RB: That calls into question whether some of these projects are even over budget, if everyone knew that the budget was deliberately understated.

JL: You see this not only in IT projects but in a lot of other types of projects as well. The thinking is that this needs to fit into budget at the start and then we’ll see what happens. We’ll free up more and more money when we’re on the way. From a tactical point of view, this might sound okay. But this has a ripple effect, and the planning is not done in the right way, because it doesn’t stop at the technical. The entire plan needs to represent the lower budget that is assigned to a project. If you get started on the wrong foot, even if everybody knows that the numbers aren’t right, and if you don’t adjust the planning to what you believe is right, you will always run into trouble.

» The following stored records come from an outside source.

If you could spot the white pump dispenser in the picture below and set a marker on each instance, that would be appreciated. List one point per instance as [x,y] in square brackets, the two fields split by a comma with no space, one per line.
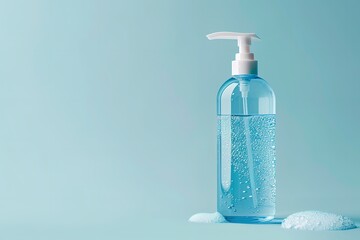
[244,62]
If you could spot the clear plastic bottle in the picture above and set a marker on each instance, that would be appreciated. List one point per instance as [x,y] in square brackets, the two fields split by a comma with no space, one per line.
[246,139]
[246,150]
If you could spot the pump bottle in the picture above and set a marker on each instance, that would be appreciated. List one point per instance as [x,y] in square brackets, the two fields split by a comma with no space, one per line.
[245,139]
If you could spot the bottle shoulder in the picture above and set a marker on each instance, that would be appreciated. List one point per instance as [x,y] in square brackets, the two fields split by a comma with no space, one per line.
[244,95]
[257,85]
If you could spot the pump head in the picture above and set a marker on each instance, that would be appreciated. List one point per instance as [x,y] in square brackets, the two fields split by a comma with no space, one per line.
[244,62]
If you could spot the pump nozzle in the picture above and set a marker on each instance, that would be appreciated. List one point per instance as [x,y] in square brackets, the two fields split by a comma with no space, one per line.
[244,62]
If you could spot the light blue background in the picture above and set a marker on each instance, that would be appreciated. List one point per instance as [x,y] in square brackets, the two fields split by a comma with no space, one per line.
[108,115]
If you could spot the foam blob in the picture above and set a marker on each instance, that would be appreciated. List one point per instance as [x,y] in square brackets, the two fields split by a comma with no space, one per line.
[215,217]
[317,221]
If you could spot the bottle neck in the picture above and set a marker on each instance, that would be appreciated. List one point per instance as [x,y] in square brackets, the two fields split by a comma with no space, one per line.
[240,67]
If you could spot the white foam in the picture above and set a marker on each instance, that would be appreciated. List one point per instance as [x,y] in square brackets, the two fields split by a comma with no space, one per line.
[215,217]
[318,221]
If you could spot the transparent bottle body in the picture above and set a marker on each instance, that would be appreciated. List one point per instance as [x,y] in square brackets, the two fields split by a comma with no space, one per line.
[246,150]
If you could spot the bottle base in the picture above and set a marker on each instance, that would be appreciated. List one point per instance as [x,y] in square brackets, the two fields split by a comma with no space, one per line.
[253,220]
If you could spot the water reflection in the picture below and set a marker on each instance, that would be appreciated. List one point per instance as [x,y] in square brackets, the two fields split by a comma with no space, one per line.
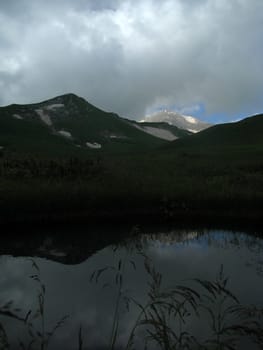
[104,293]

AB: We found that there are very simple steps organizations, project managers, and decision makers can take to prevent this. The best analogy is if you were to remodel your kitchen, you could go to a studio and have someone design your kitchen. They’ll quote you a price that you will find acceptable, and later on there will be a lot of changes and upgrades that will be added onto the price point. The alternative approach is to go around your neighborhood and chat with your neighbors who have recently remodeled their kitchen and ask them what they actually paid in the end.
What we see with IT projects is that the second approach often gives you a lot more accurate insight into the true costs of a project. You can take the political bias and the optimism bias out of those estimates by simply asking the question, “Of the last 20 people who wanted to do exactly this or similar projects, what range were they at?” If everybody pays at least $200 million to implement a certain type of IT project, how on earth could you do that for $5 million? You get a lot more accuracy by taking an independent, data-driven view of the project.